Leur spectacle
Macron [1] lance sa propre formation politique "En marche !", et affirme qu’elle ne sera "ni de droite, ni de gauche". Peut-être devrait-il méditer sur les propos tenus récemment par Valérie Pécresse dans les colonnes du Monde : "Moi, je ne me sens ni de droite ni de gauche, mais gaulliste – même si, depuis, j’ai compris que lorsqu’on ne se sent ni de droite ni de gauche, c’est que l’on est vraisemblablement de droite !" En attendant, Pierre Gattaz [2] trouve l’initiative "rafraîchissante".
Et pendant qu’on discute de "démocratie réelle" dans des dizaines de villes de France à l’occasion des Nuits Debout, l’assemblée signe tranquillement l’arrêt de mort des petits partis, et 57% des rivières du bassin de la Garonne sont en mauvais état écologique.
Circulez.
Les deux bouts du mouvement social
Premier bout : les manifs. Celles de mardi et samedi à Toulouse ayant déjà été couvertes ailleurs sur IAATA (ici et là), on se contentera de deux petits perles. La première, c’est un article du Monde plutôt positif qui conclut sur un nouveau jeu de mot, "grèver, c’est rêver grave", avec aussi une belle photo de la multi-banderole du Mirail "Hé ho, on rentre du boulot !". Ensuite, La Dépêche qui "ne sait pas réellement pourquoi" lycéenNEs et étudiantEs ont envahi les voies de la gare Matabiau mardi après la manif. La flemme d’emprunter les souterrains peut-être ?
Ca bouge pas mal aussi dans les environs, comme à Villefranche, à Auch, et même à Montpellier. À Tarbes c’était plutôt calme mardi mais c’est parti "dans tous les sens" vendredi grâce à des "éléments incontrôlés" !
Idem en région parisienne où des mini-émeutes éclatent maintenant tous les jours devant des lycées : voitures de prof brûlées, bâtiments caillassés, etc., dans la joie qui caractérise celles et ceux qui brisent leurs chaînes. Libération nous assure que cela n’a rien à voir avec la mobilisation contre la loi travail. La preuve ? "Le proviseur assure que les seuls slogans qui ont été criés étaient "Des frites à la cantine !" et "On n’est pas fatigués !"

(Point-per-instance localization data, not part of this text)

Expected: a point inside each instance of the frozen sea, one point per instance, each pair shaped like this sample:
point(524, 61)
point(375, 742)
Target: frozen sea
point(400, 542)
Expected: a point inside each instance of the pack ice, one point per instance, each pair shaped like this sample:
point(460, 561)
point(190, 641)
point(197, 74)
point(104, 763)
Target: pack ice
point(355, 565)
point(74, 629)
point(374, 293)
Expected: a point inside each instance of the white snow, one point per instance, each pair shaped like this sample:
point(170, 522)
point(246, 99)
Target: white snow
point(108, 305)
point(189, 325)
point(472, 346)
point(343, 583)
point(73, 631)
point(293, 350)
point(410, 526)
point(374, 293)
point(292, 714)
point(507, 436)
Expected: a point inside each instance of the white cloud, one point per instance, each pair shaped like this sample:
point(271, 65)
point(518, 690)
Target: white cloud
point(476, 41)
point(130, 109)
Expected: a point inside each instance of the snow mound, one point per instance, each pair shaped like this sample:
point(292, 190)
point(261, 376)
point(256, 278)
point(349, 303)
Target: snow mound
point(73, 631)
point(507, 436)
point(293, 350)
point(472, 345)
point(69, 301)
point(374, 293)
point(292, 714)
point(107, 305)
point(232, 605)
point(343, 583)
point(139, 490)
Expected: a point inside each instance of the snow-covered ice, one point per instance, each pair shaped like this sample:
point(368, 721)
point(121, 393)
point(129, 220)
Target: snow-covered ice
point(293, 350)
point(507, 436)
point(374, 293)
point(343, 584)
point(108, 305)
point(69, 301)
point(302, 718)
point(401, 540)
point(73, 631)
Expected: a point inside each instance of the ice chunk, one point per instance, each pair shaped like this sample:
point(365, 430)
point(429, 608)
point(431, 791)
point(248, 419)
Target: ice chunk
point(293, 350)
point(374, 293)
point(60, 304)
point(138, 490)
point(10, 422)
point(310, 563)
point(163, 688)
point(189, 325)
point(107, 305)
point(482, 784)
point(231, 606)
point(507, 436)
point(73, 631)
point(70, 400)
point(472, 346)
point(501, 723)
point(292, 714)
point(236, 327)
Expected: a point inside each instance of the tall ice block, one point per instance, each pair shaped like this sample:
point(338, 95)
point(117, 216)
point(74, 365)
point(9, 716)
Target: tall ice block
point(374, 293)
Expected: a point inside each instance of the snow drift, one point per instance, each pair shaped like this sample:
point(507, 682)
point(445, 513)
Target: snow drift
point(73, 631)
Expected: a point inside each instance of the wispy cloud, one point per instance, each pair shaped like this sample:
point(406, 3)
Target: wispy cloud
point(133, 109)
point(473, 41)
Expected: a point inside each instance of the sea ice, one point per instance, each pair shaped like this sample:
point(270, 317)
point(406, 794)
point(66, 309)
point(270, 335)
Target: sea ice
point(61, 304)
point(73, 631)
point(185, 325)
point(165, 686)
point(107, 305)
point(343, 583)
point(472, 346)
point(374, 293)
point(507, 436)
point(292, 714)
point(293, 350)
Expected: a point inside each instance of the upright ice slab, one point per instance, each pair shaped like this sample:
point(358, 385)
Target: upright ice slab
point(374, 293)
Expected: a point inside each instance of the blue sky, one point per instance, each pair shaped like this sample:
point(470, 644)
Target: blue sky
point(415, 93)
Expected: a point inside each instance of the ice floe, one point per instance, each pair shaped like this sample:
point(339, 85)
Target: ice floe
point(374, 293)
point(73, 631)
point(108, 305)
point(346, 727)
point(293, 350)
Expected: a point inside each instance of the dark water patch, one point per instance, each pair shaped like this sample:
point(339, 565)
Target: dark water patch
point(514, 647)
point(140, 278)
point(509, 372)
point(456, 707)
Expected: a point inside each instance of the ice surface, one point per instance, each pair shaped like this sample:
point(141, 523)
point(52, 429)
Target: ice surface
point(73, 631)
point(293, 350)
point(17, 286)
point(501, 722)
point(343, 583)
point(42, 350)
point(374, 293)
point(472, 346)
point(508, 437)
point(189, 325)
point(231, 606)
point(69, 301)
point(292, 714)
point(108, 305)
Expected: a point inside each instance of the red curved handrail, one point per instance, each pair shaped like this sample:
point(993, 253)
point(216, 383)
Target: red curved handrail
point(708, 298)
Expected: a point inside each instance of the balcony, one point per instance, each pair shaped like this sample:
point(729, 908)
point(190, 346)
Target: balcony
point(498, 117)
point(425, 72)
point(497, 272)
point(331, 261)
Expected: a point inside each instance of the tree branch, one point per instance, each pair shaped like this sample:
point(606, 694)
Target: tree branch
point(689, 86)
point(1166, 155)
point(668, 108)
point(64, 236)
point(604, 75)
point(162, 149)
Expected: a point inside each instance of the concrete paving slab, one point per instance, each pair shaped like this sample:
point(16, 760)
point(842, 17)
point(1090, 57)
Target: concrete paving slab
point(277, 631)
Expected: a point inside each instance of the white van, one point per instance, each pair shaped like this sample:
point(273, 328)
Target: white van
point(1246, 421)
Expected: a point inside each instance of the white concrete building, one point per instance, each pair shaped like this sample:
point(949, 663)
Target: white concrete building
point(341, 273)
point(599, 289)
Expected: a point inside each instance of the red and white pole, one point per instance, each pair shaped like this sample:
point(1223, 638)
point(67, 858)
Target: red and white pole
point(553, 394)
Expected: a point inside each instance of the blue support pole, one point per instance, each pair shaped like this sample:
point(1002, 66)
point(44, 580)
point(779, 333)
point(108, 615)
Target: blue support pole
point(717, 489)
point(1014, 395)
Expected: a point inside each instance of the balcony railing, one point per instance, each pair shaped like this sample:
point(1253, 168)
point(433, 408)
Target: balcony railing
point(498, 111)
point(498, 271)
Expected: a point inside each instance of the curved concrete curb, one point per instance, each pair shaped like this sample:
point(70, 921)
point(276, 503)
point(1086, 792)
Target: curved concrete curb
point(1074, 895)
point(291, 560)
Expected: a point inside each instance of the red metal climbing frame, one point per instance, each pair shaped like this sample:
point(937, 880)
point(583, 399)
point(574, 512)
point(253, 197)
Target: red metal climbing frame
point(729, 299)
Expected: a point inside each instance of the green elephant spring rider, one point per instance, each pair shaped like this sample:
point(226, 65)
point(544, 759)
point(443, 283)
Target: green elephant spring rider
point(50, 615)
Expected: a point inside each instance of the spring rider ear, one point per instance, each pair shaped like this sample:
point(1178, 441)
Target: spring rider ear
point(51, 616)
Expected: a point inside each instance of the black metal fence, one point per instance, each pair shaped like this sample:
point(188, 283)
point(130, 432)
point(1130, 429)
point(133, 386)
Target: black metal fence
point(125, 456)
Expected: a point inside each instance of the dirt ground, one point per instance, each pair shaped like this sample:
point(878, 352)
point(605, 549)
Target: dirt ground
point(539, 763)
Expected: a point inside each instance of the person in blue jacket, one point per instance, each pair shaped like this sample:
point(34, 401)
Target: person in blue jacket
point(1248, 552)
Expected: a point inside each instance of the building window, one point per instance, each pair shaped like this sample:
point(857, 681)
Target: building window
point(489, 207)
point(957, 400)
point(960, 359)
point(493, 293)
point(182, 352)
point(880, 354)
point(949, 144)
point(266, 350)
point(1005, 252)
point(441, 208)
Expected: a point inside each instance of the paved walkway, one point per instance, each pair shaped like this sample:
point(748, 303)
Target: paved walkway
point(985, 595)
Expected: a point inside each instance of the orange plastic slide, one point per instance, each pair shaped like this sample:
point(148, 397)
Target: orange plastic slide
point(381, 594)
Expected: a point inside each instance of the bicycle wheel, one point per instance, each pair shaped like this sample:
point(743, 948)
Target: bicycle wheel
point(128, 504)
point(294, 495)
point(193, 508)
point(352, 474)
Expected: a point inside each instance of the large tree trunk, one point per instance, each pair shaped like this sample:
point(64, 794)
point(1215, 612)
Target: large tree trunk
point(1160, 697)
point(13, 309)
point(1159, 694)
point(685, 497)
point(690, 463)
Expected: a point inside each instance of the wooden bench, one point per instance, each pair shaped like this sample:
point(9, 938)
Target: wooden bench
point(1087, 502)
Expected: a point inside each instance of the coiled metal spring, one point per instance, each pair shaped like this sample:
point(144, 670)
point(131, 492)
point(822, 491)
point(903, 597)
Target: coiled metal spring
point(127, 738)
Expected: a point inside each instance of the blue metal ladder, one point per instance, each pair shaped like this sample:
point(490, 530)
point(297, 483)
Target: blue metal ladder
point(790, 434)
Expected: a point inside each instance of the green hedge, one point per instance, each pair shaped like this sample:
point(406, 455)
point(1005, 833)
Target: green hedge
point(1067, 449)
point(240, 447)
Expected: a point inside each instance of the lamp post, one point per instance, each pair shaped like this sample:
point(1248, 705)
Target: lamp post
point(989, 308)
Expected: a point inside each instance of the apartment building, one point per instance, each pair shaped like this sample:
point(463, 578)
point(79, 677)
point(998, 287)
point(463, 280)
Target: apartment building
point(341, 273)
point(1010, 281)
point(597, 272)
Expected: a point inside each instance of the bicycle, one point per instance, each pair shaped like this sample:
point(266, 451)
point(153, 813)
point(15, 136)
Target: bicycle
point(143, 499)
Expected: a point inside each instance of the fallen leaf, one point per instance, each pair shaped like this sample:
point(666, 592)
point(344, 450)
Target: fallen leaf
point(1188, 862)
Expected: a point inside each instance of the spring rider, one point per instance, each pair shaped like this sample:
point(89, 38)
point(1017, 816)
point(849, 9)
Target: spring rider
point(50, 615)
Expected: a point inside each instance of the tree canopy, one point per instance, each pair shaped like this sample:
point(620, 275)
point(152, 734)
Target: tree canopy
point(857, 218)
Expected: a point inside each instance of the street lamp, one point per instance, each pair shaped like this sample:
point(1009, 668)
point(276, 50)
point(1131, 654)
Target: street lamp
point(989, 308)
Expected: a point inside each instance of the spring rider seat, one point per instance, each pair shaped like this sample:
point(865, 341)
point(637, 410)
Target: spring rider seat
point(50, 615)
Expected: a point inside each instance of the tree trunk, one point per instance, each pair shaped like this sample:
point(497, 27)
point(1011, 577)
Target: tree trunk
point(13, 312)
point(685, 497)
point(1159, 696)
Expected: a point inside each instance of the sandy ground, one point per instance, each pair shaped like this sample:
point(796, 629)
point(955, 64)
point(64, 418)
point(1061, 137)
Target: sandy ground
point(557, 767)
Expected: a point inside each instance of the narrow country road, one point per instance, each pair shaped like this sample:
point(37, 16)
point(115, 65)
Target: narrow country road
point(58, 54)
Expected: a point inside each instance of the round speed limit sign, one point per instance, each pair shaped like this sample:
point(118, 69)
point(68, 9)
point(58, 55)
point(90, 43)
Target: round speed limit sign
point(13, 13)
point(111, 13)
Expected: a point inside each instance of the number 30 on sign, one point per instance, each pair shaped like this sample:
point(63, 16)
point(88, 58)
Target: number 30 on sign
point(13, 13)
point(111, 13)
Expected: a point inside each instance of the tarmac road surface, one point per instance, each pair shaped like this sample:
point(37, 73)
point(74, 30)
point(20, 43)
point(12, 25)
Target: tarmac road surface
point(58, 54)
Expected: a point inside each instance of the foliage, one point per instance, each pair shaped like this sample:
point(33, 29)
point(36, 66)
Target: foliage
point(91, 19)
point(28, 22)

En vrai, dans les médias cette semaine, ce ne sont pas les innombrables affrontements, occupations, blocages et bavures policières qui ont attiré l’attention des médias, mais le mouvement Nuit Debout, devenu en quelques jours leur véritable coqueluche, et de fait le deuxième bout du mouvement social. Vous non plus, vous êtes pas connect.é.e, vous y comprenez que dalle ? Une petite enquête sur ce qui est sorti dans les médias de masse pourra peut-être déjà nous éclairer un peu.
On apprend d’abord qu’à Toulouse, le mouvement a en gros été lancé suite à des appels émanant de la CIP [3] et du DAL [4] , qui ont conduit à une assemblée ouverte réunissant environ 200 personnes au théâtre garonne le 31 mars (qui s’appelait d’ailleurs déjà "Nuit Debout" pour certain.e.s) où le film "Merci Patron" a été projeté une première fois.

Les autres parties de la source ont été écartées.